What your relationship with automation should be
As automation continues to implant itself in every part of search marketing, it may be easy to become indifferent towards it or even resent how these developments change our workflows. Not all changes are going to be positive, but many will be vital, and any hesitation in adapting to them will put you at a disadvantage. Below is a framework that can help you stave off that inactivity and take stock of your role as a marketer in an increasingly automated industry.
Chart a course. Successful automation needs obvious business purposes, just like any other aspect of marketing. Setting those goals is possibly up to your C-suite, but corresponding the strategy to get there is up to you. Before any automation can be used, you must talk to stakeholders, set the campaign goal, and determine what’s important to measure along the way.
Fuel the machine. The information you provide has a giant impact on the quality of the results your automated tools produce. You may already be doing this by adding negative keywords to your PPC campaigns or manually adapting your SEO crawling or SERP-scraping options, for instance.
Automation, particularly with regards to PPC, often requires marketers to fulfill a data point for it to process the way it was planned — pay close attention to what the platforms recommend and how your campaigns are performing as you adapt your information. In the example above, HR management software company Gusto incorporated offline conversion tracking into the data it was feeding to Google Ads, which ultimately enabled the company to increase its conversion rates and improve ROAS.
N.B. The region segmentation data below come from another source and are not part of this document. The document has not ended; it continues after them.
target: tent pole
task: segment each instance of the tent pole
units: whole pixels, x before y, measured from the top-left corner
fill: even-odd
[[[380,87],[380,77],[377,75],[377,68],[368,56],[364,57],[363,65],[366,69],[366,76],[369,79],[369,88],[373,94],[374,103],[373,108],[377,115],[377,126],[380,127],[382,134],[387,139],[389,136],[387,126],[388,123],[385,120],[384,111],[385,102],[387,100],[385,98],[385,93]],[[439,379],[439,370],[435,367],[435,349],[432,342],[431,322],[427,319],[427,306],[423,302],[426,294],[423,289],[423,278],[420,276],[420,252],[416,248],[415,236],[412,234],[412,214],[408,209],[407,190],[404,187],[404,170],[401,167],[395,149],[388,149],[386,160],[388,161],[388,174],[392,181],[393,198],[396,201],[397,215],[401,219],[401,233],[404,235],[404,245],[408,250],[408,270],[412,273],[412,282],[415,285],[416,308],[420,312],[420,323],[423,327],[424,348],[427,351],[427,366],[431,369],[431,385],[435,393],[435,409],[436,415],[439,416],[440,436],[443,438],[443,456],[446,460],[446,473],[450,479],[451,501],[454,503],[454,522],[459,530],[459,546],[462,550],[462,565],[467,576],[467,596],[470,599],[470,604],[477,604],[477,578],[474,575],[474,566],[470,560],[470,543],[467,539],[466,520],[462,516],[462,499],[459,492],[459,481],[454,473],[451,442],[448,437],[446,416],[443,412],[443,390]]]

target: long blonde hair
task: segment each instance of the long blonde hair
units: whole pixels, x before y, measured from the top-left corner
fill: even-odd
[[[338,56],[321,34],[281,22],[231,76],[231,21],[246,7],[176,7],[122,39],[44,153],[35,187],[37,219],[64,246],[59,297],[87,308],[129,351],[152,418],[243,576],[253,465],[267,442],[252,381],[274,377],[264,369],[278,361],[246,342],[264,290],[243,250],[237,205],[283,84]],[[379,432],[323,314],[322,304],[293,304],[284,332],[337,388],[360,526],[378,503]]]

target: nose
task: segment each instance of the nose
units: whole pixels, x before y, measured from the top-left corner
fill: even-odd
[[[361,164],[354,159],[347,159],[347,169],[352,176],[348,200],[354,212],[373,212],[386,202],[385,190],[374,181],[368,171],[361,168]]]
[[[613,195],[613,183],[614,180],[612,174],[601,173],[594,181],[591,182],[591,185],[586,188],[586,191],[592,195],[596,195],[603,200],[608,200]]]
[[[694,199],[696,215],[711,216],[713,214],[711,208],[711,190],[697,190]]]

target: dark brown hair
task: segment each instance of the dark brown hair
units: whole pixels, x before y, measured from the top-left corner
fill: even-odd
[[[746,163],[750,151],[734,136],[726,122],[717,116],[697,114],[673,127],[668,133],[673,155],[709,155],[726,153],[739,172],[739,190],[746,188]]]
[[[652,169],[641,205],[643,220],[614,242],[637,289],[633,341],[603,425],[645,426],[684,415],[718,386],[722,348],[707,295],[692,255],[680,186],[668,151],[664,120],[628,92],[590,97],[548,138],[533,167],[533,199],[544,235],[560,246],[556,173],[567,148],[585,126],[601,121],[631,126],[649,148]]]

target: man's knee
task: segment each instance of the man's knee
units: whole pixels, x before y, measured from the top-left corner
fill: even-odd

Guide the campaign. Automation has been associated with cruise control but that analogy may downplay how important it is to keep your eyes on the road. Whether it’s because of a global pandemic, a competitor’s new strategy, a dramatic change in audience priorities, or just seasonality, marketers must know when to turn off or recalibrate their automated systems.
Google’s updated term match is a great example of this. If your keywords were earlier broad match adjusted, that announcement had a substantive effect on your account structure, and you had to go off of cruise control to reconfigure your keywords for phrase match’s new treatment.
Harmonize your data and efforts. We’re at a point where platforms are so confident about their machine-learning capabilities that they’re making recommendations. But, their ability to provide us with useful understandings has yet to catch up, and even if it did, those insights would be drawn from a portion of your overall marketing efforts because platforms, like Facebook and Google, aren’t going to talk to each other on your behalf.
Your campaigns don’t exist in a void: They’re sensitive to the environment you’re marketing in and what you’re doing in any given channel should complete what you’re doing in other channels. It’s still up to you, as the marketer wielding the automation, to tie together data and information from disparate sources and create a cohesive journey for your customers.
Automation is advancing, so should you
The technological improvements we’ve seen in our industry provide a lot of capabilities at our fingertips, but campaign success will remain out of reach if you don’t take an active role in guiding those advancements. Remember, automation isn’t here to take your job, but it will change the nature of your work, and being cognizant of that evolving relationship will help you get the most out of what’s open to you.